The direction in which a parabola opens is pivotal in understanding the behavior of quadratic functions. Parabolas are the graphs formed by quadratic equations, and they can either open upwards, like a cup, or downwards, like an upside-down cup.

The sign of the coefficient 'a' in the quadratic equation in standard form, which is written as \( y = ax^2 + bx + c \), determines this opening direction. When 'a' is positive, the parabola opens upward. Conversely, when 'a' is negative, the parabola opens downward. In our exercise, for instance, when we have \( a=1 \), the corresponding parabola would open upwards, forming a minimum point. When \( a=-1 \), the parabola opens downwards, forming a maximum point.

This characteristic is crucial when it comes to the maximum or minimum values that can be obtained from a quadratic function, which have practical implications in optimization problems across various disciplines.

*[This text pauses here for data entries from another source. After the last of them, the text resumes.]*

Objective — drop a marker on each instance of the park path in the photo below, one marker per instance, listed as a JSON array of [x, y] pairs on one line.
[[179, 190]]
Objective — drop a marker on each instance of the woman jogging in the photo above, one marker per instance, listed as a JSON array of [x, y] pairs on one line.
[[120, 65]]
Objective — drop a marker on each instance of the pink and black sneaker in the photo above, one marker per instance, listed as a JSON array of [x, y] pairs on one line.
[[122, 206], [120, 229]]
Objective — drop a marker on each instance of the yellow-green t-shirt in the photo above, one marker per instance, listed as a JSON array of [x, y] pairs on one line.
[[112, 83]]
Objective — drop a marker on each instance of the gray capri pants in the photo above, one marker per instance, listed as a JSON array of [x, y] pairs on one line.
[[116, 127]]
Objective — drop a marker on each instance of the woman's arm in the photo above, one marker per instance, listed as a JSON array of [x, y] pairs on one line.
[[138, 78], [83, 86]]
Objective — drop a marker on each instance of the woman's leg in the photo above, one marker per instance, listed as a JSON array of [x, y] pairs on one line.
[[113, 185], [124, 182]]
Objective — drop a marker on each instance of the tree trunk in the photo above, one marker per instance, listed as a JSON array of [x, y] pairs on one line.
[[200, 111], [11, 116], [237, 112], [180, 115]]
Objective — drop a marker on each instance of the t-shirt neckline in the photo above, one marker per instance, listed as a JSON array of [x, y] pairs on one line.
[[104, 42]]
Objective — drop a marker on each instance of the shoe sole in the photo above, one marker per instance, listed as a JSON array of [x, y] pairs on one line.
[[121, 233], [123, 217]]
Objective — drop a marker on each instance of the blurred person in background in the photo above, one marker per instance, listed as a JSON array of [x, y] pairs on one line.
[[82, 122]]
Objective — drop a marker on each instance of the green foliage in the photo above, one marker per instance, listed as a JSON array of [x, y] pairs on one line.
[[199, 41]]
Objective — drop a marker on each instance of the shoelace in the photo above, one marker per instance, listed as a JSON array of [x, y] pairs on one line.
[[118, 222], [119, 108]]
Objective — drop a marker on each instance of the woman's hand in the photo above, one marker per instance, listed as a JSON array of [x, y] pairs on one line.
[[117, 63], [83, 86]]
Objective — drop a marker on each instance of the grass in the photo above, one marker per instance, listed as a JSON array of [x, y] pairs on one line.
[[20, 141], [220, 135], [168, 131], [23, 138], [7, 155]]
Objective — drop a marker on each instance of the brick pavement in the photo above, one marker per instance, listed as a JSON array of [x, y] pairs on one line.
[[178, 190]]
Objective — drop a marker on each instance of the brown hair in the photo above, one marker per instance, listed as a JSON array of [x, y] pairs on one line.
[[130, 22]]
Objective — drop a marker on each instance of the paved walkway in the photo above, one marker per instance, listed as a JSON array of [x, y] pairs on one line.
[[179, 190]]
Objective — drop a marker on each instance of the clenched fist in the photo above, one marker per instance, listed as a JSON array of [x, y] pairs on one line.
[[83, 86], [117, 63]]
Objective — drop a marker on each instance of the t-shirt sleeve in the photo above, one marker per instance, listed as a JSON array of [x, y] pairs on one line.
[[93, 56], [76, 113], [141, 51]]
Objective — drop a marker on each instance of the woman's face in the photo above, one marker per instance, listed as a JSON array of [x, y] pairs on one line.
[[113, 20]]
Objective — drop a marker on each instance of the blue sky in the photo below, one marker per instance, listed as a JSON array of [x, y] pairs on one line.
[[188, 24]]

The factored form of a quadratic equation provides a direct way to identify the x-intercepts of the function. This form is particularly useful because it is easier to solve and visualize the roots of the equation.

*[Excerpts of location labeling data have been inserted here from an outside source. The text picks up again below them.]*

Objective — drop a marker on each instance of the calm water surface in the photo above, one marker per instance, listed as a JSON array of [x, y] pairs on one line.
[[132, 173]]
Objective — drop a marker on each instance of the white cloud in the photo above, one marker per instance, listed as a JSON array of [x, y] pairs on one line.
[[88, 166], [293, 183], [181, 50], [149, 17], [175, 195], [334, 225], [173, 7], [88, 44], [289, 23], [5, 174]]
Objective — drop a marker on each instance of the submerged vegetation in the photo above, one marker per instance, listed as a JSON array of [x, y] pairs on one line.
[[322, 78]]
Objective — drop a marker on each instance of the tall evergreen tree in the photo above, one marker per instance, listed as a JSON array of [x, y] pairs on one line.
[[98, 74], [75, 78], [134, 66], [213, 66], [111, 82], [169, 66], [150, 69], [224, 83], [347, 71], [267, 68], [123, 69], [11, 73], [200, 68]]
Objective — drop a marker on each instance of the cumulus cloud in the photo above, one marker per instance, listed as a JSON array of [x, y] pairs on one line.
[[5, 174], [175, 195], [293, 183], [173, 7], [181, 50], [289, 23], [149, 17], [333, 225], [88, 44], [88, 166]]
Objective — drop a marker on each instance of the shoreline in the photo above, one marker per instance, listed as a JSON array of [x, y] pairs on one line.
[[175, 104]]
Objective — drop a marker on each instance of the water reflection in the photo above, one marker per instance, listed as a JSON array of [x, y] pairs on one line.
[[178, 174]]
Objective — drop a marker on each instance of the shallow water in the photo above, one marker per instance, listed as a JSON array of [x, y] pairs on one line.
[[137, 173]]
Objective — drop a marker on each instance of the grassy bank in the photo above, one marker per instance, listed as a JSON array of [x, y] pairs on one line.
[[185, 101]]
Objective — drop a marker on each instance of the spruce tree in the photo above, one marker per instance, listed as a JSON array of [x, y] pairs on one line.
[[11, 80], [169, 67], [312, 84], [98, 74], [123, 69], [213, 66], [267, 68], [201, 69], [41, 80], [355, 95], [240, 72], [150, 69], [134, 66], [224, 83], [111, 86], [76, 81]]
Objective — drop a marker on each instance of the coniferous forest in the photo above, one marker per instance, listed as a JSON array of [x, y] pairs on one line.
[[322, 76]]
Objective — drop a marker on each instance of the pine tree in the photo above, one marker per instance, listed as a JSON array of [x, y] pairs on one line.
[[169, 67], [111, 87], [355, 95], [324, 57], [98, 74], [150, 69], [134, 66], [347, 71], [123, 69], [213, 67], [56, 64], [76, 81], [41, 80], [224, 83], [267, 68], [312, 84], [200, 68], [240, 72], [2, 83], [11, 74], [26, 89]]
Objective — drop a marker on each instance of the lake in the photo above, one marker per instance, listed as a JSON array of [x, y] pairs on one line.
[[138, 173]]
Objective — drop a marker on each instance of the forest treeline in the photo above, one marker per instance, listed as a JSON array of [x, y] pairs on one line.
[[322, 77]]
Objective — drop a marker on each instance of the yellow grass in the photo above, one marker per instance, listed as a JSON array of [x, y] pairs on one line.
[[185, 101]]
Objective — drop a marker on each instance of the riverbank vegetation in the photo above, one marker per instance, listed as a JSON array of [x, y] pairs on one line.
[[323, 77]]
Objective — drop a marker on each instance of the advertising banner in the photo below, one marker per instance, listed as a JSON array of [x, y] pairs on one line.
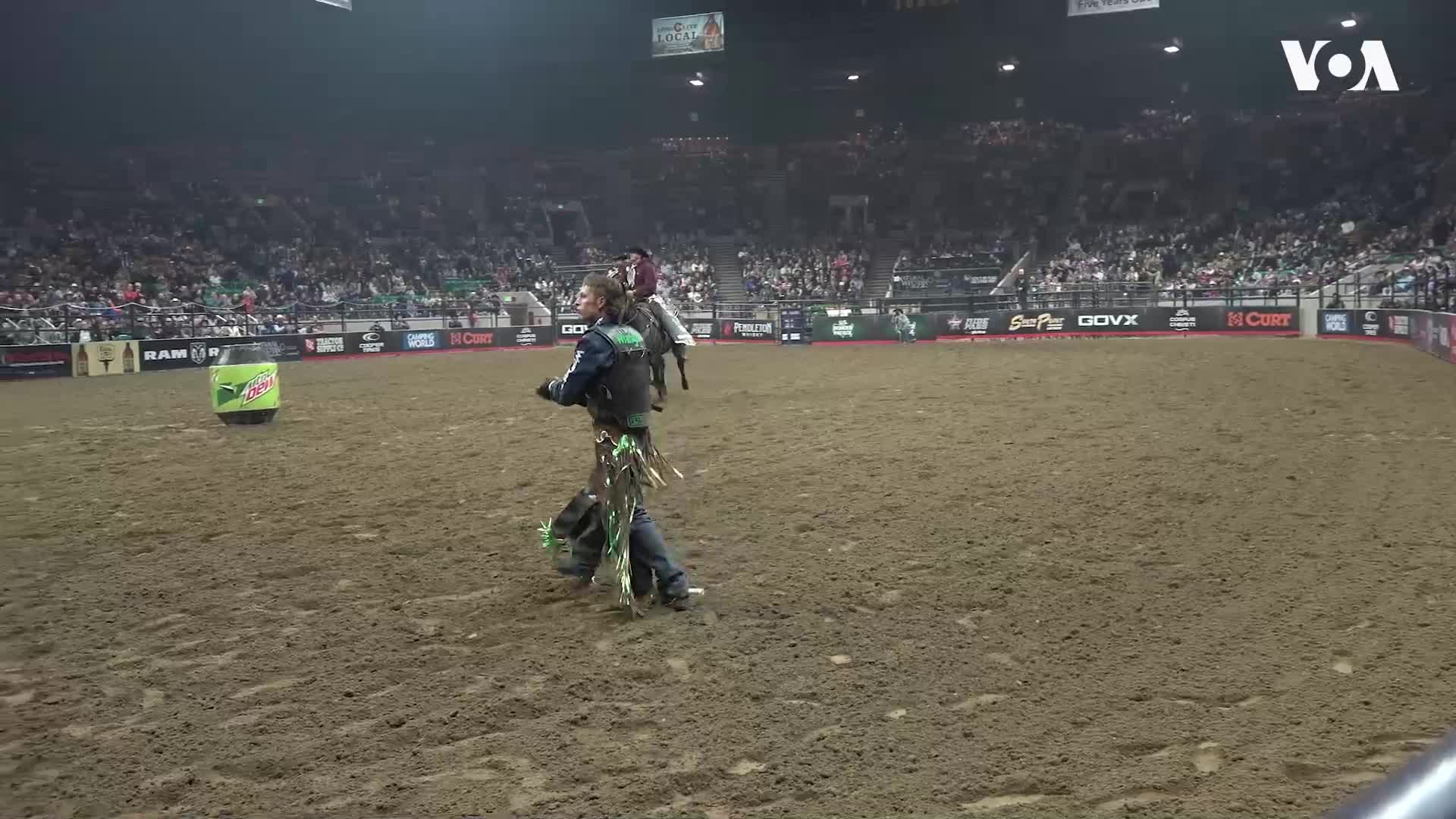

The factored form is expressed as \( y = a(x-r_1)(x-r_2) \), where 'a' is a non-zero coefficient, and \( r_1 \) and \( r_2 \) are the x-intercepts of the parabola. In our exercise, we transformed the given x-intercepts, 0 and 10, into the factored form of two different quadratic functions, one opening upward and one downward.

By using the factored form, we are able to quickly determine the structure of the quadratic function and graph it accordingly. Additionally, the factored form also emphasizes the symmetric nature of parabolas, as the axis of symmetry lies exactly halfway between the two x-intercepts.